Sığacık (Teos) Tekne Turu

 İzmir’e bağlı Seferihisar ilçesinin az ilerisinde Sığacık adlı bir liman kasabası mevcut. İstanbul'dan göçenlerin meşhür ettiği, yakında mini bir Foça olacağını tahmin ettiğim güzel bir sahil kasabası. Ata Demirer'in son komedi filmini çektiği yer.aynı zamanda.

Toplu ulaşım için F. Altay  (Üçkuyular* da diyoruz) semt garajından Seferihisar dolmuşuna ya da otobüsüne atlayıp, 1 saate yakın bir yolculuk ardından sahilleri gezen dolmuş görünümlü ringlere binerek Sığacık’a ulaşım mümkün.

 Samos Adası’na direk seferleri başladığından gazetelerde boy gösterir oldu, duymuş olabilirsiniz. Yurtdışına açılmasının yanında, yazıma konu olan tekne turlarının da kalkış noktası. Aynı zamanda bir Cuma sabahı Sığacık Limanı’nda 10 kişi kümelenmemizin de sebebi.

Kahramanlarımız mahallemizin ileri gelen hanımefendileri. Bizim mahallede herkes uzaktan yakından bir şekilde akraba, akraba olmayanlar çocukluk arkadaşı, bu arkadaşların evlendikleri dışarıdan kişiler dahil mahalleye tam entegre olmuş durumda. İki aile ya da kişi arasındaki en azami bağlantı komşuluk. Başlı başına koca bir muhtarlığız ama akabinde biz bizeyiz. Bunu özetledikten sonra, hızlı organizasyon ve ‘turistik çevik kuvvetler’ oluşturmak birinci seviyede tetris kadar kolay oluyor.
Seferihisar Sahil Turu
Sığacık’a dönersek, İki seçenek var,  10’da deyip 10.30’da anca kalkmasına rağmen tekneye ucu ucuna yetişirsiniz ya da son derece mobilize bir ekiple yola çıkarak kalkış saatinden epey önce mekana ulaşırsınız.
İkinci ekibin şanslı bir neferi olarak, yolda edinilen gevrek, boyoz, poğaça gibi besin maddelerini özgürce tüketebileceğiniz ve bunu sorun etmeyecek güzel bir çay bahçesi de mevcut limanda. Bir çay ayini ardından tekneye binmek çok daha eğlenceli.

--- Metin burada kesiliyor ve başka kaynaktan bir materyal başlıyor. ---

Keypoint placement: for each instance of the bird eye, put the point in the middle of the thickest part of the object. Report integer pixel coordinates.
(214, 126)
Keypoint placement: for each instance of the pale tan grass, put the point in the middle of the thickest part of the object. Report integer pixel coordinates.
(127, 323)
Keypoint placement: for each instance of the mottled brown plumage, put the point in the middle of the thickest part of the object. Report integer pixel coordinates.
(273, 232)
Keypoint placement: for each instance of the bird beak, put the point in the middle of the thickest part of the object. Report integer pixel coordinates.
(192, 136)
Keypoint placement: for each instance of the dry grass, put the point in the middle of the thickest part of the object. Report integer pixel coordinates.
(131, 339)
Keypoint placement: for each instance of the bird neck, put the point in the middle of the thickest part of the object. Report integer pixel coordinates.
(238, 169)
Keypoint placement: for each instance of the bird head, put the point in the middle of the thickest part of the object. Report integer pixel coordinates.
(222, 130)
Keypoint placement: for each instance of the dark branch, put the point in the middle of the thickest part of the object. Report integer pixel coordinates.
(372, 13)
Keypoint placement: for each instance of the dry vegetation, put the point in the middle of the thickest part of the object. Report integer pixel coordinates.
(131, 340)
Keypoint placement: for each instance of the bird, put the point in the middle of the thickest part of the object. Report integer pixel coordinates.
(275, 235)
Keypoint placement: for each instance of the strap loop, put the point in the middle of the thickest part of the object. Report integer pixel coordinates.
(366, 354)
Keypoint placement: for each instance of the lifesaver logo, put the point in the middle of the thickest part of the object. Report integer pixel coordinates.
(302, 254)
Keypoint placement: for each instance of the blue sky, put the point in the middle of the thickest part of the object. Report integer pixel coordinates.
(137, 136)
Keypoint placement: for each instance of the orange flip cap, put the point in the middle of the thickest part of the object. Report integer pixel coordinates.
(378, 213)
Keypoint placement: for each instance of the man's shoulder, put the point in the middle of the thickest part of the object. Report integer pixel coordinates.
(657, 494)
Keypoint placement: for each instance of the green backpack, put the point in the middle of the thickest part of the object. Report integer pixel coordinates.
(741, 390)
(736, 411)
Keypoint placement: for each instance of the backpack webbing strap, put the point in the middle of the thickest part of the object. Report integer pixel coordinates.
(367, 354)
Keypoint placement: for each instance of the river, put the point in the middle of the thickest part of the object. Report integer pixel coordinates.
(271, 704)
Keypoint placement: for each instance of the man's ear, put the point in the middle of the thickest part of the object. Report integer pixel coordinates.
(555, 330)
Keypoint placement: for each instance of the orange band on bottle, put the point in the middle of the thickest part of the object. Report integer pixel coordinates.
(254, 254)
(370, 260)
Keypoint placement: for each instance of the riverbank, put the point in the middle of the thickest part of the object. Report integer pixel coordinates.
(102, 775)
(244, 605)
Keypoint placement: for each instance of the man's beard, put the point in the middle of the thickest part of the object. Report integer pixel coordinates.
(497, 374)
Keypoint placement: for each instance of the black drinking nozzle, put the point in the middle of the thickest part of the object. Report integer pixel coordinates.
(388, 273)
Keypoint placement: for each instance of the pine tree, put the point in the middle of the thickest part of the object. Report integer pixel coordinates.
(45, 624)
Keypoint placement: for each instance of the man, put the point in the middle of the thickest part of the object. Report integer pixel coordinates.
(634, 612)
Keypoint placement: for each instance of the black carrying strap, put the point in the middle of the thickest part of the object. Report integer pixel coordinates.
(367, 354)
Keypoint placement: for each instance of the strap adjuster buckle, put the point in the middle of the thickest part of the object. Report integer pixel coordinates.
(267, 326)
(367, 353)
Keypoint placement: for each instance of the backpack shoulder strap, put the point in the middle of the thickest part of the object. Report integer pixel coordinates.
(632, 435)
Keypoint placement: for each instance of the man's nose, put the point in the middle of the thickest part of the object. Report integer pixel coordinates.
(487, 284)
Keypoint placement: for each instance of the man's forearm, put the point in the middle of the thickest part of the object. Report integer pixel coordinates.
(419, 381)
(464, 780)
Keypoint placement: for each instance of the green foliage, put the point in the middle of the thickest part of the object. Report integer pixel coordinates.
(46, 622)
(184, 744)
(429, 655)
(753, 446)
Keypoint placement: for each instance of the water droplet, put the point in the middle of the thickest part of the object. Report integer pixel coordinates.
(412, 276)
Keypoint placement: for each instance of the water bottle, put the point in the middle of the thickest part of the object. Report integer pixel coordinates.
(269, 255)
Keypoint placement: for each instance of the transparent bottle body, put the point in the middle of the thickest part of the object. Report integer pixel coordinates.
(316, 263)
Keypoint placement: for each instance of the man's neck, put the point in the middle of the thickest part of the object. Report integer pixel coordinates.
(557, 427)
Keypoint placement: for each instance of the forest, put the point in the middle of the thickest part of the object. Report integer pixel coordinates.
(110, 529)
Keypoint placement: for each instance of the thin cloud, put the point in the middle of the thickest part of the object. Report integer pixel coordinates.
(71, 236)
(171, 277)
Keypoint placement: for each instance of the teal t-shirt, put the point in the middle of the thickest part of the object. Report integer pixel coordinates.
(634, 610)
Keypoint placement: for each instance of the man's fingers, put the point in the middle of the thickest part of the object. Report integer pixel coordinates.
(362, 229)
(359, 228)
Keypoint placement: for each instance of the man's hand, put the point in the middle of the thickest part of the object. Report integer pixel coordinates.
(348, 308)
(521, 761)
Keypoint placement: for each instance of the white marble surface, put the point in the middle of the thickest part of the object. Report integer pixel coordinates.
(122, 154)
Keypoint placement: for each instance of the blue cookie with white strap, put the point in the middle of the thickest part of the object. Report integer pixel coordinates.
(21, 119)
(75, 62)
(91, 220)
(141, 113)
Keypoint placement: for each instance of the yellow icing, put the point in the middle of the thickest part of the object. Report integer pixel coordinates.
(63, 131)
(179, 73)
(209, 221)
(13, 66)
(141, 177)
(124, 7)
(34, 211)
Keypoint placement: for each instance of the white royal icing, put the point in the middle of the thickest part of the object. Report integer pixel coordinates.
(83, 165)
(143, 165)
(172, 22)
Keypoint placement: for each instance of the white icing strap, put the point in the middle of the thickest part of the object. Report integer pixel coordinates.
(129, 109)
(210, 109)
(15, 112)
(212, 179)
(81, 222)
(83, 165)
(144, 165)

Selinda markası altında limanda 3 farklı tekne demirli. Hepsi tekne gezintisi için. Nüfus dağıtımı ise gerçekten başarılı. Bir grup bayan tura çıksa hiçbir şekilde rahatsız edilmez.  Zira binişte ayıklama yapılıyor. Aile teknesi, gruplar ve zararsız çiftler teknesi, bir de sona kalanlar teknesi adını verdiğim sınıflama bitince hareket ediliyor. Erişkin plaj canlısı diye tabir ettiğimiz türe mensup kişiler için sona kalanlar teknesi var ki, karı kız izlemeye gelip bir tekneye tıkılan onca hayal kırıklığını dışarıdan gözlemlemek son derece eğlenceli oluyormuş duyduğum kadarıyla.  Hafta içi dağılımı katılım seyrekliği ve profil nedeniyle geri plana atılabilir nitelikte.
Gezilen koylar Seferihisar’ın temiz ve turkuaz renkli koyları. Dışarıdan ulaşımı kısıtlı ya da yok. Belli bir mesafede demirleyen tekneden belli bir derinliğe (3-4 m gibi) atlayıp, isterseniz kıyıya çıkıyorsunuz. Bu da yüzme bilmeyen sabiler için bir miktar uygunsuz.
Taşadası

Deniz suyu, tatillerinizi güney illerinde geçiriyorsanız çivi gibi, Egeliyseniz ve yazın seyrek sepet denize giriyorsanız biraz soğuk, kuzey ülkelerinde denize düştüyseniz sıcak, Benim Temmuz ayında bir tekne turunda resmen kanım dondu. Bir nesil Titanic izleyerek büyüdü, haliyle suda donmayı metalaştırıyoruz derdim ama felç korkusundan yüzemedim.  
Koylara gelirsek:  
1)Taş Adası (koyun ortasında çift katlı ev büyüklüğünde bir taş var)
2) Adını bilmediğim daracık oyuğa 5 teknenin sıkıştığı diğer koycuk (tekne hangarı gibiydi),
3) Çamurlu Koy ( sahilinde içinde kurtçuklar yüzen siyah bir kil var, o zımbırtı 100 yıl yaşatacak deseler gene sürmem)
4) Papaz Adası (papaz varmış ölmüş).
Bir de hava iyiyse ancak gidilebilen Merdivenli Koy var. Terk edilmiş yerleşim yeri olduğundan kayalara merdiven oyulmuş, ilginç görünüyor. Girmedik haliyle çekemedim.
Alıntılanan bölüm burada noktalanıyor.